Constellation wants to return the reactor to power operations through April 19, 2034, under one exemption and three license amendments. The draft review also says the no-action alternative could carry significant impacts.

In Dauphin County, Pennsylvania, Constellation’s effort to bring the Christopher M. Crane Clean Energy Center back to power operations has reached a federal checkpoint. The U.S. Nuclear Regulatory Commission, or NRC, has issued a draft environmental assessment and draft finding of no significant impact, known as a FONSI, for proposed actions tied to reauthorizing power operations. For nearby communities and the regional grid, the immediate question is whether the restart can keep moving without triggering a deeper environmental review.

Comment deadline: July 8, 2026 Submit comments: https://www.regulations.gov Effective date: June 3, 2026

The plant was formerly Three Mile Island Nuclear Station, Unit 1. Constellation Energy Generation, LLC is seeking one exemption and three license amendments to support a return to power operations through April 19, 2034.

What the draft review covers

The draft assessment looks at land use, air and water, noise, ecological resources, historic and cultural resources, health, waste, transportation, accident risks, greenhouse gases and climate change. NRC staff says the impacts in each area are not significant.
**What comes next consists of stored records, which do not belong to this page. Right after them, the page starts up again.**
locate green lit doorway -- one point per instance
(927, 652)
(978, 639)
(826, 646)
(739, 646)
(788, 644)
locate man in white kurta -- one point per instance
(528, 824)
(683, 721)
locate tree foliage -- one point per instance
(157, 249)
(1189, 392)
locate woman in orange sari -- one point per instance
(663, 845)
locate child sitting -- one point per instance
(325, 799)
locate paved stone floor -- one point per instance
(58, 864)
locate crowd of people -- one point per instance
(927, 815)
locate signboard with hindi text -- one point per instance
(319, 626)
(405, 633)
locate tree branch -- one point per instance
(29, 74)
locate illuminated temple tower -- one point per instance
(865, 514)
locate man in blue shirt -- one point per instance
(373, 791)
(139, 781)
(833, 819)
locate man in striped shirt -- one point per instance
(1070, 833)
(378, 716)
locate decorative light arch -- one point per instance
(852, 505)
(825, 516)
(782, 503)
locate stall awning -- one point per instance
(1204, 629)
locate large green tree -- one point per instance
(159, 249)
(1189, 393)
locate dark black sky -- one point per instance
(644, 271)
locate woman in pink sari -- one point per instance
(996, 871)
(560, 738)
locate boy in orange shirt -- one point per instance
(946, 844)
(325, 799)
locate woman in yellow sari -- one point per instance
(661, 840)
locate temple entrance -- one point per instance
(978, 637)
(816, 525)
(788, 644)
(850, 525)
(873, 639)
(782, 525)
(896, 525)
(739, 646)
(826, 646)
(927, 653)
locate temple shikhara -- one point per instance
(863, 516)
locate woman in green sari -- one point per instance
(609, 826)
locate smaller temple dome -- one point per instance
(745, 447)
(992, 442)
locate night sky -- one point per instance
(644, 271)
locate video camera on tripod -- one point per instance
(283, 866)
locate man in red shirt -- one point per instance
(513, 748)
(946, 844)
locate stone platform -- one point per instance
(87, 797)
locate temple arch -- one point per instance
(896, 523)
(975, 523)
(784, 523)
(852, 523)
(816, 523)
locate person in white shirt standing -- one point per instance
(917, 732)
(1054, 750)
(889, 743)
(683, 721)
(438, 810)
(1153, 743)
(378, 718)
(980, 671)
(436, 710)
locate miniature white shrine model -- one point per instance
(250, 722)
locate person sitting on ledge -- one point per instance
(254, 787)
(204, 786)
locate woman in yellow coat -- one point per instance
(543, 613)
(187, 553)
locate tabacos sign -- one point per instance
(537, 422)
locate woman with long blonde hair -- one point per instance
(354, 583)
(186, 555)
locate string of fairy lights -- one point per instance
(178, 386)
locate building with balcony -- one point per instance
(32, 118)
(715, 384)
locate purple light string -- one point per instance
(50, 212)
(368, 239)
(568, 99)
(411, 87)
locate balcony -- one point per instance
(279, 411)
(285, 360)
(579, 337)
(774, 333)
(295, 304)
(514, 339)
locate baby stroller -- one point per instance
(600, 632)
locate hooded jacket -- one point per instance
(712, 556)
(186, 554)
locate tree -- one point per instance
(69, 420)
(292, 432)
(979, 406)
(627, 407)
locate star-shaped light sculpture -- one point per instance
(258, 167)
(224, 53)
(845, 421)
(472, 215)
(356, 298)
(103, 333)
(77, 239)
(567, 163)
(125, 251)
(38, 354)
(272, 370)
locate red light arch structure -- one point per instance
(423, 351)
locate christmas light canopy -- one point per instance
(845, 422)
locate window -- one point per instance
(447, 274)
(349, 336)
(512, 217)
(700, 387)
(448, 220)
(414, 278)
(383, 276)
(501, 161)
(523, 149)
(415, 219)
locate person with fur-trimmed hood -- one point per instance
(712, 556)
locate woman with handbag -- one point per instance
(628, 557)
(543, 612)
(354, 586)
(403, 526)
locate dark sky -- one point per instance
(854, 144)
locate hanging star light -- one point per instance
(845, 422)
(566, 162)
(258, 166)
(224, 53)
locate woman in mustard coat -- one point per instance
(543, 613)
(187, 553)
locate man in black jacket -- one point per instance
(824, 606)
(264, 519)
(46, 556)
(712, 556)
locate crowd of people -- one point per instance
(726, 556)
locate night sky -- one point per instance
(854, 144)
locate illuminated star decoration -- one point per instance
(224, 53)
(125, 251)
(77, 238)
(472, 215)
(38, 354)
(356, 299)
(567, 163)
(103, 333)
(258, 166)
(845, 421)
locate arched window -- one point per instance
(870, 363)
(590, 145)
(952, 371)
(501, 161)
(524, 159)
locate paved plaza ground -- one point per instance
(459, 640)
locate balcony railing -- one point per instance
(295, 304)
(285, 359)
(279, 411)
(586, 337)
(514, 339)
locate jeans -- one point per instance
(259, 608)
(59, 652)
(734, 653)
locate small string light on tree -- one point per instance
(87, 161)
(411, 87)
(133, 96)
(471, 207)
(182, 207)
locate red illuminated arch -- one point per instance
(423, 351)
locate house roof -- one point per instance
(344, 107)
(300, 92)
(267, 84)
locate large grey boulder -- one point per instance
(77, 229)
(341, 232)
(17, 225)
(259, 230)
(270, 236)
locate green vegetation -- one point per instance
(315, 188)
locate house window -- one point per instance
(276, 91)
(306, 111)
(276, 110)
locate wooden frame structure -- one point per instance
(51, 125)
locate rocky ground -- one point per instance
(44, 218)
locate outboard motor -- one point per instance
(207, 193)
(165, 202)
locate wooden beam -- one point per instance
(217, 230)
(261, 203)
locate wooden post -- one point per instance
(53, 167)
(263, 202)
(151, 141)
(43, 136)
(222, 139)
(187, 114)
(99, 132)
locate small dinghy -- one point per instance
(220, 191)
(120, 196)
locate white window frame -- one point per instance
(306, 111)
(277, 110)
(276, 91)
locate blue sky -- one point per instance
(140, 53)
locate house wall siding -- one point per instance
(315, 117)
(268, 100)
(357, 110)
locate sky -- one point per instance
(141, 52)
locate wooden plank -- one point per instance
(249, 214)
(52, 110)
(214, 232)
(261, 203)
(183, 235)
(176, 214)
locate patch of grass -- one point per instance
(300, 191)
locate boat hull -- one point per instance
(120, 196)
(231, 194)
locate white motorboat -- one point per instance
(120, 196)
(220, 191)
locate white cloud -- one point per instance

That kind of finding can keep a project on the environmental-review track without forcing a full environmental impact statement unless public comments change the agency’s view.

The review is tied to concrete federal action: the NRC is weighing the exemption and license amendments Constellation requested to support the potential reauthorization of power operations at the center. The agency also says the no-action alternative could have significant impacts, while no other option met the project’s need.

The financing track

The Department of Energy’s Office of Energy Dominance Financing is a cooperating agency on the review. DOE’s proposed action is a decision on federal financial assistance, specifically a loan guarantee, for refueling and resumption of power operations. In other words, the restart is not just a licensing problem. It is also a financing problem.

The agency says the project would provide 835 megawatts-electric of baseload power to the Pennsylvania, New Jersey and Maryland grid. Constellation also points to a 20-year power purchase agreement signed in 2024 with Microsoft to supply carbon-free energy to Microsoft’s data centers in PJM.

July 8 is the public window

Public comments are due July 8, 2026. After that, NRC staff will issue a final environmental determination and decide whether a full environmental impact statement is needed or whether the draft FONSI stands.

DOE would then issue its own separate notice or decision document if it moves forward. For now, the restart remains under review, with both the environmental and financing tracks still open.